Nous avons choisi le camp de l'honnêteté, donc celui de nos électrices et
électeurs. Nous avons promis de baisser les impôts et de combattre toute hausse
des impôts, taxes et redevances. Nous voulons davantage de sécurité pour les
plus faibles; nous exigeons que les étrangers criminels soient renvoyés. Nous
voulons renforcer les valeurs suisses et nous nous engageons contre des
naturalisations en masse. Nous voulons consolider à long terme les œuvres
sociales comme l'AI et l'AVS pour celles et ceux qui en ont réellement besoin;
donc, nous refusons de continuer de distribuer de l'argent qui n'existe pas.

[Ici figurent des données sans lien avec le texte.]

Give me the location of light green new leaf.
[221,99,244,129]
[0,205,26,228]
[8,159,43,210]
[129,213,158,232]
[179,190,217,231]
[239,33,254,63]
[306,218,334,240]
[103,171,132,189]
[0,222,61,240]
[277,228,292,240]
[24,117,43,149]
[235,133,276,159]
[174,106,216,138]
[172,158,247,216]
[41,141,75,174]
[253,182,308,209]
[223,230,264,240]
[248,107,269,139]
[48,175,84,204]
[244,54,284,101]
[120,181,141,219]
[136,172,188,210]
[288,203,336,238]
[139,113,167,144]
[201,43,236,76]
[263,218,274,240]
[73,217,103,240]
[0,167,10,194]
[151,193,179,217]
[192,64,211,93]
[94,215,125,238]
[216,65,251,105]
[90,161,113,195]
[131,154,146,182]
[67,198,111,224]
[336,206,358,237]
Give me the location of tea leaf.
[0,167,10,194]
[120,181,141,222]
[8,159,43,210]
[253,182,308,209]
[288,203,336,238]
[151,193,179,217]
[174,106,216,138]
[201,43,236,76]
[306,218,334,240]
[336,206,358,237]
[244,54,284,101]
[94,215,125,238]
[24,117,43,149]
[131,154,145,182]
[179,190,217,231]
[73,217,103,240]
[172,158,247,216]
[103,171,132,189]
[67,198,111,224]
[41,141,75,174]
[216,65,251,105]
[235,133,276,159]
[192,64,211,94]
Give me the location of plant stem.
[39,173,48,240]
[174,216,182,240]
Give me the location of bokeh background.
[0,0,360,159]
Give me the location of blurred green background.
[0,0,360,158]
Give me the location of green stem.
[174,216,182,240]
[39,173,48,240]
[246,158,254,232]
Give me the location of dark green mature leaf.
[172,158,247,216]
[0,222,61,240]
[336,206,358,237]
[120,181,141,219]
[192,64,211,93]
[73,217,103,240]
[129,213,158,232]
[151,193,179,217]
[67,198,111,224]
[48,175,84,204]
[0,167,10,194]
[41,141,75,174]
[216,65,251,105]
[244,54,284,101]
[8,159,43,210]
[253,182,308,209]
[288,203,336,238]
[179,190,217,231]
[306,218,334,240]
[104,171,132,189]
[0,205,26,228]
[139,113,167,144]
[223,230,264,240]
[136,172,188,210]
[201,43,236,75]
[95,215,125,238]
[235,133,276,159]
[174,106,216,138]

Nous nous préoccupons d'un approvisionnement énergétique propre, sûr et
avantageux parce que les fantasmagories écologistes ne produisent pas
d'électricité. Nous mesurons les membres du gouvernement à l'aune de Christoph
Blocher qui a baissé les dépenses de son département de 16% sans pourtant
réduire les prestations. Bref, l'UDC respecte ses promesses électorales et mène
une politique d'opposition qui fait avancer le pays.
Une politique
d'opposition précise et forte: des solutions meilleures pour la Suisse
En faisant
efficacement pression sur le Parlement, nous réussirons à atteindre bon nombre
d'objectifs à ce niveau déjà. Christophe Darbellay qui s'est écroulé après dix
jours déjà au point de reprendre le programme politique de l'UDC sera sans doute
rejoint par bien d'autres opportunistes de son genre. Quant aux socialistes, ils
ont compris à la lumière de leurs défaites électorales à Zurich en avril et sur
le plan suisse en octobre qu'ils menaient une politique complètement à l'écart
des préoccupations du peuple. Eux aussi reviendront à des thèmes UDC comme la
violence des jeunes, l'amélioration de la sécurité publique ou encore les abus
dans les assurances sociales et le droit d'asile. Et les radicaux devront
forcément s'inspirer de la politique économique et financière de l'UDC s'ils
veulent revenir sur la voie du succès.
L'opposition
politique est beaucoup plus forte en Suisse qu'à l'étranger: avec l'aide du
peuple – donc moyennant des initiatives et des référendums – l'UDC peut mettre
sous pression la coalition du centre-gauche. C'est une lourde tâche, mais qui
fera grandir encore l'UDC. Les nouvelles adhésions enregistrées depuis trois
semaines – le cap des 10 000 sera bientôt franchi – sont un signe encourageant.
L'objectif déclaré de l'UDC est de poursuivre sa croissance jusqu'aux élections
de 2011. La coalition du PDC, des socialistes et des Verts regretteront bientôt
amèrement la fausse stratégie adoptée le 12 décembre 2007.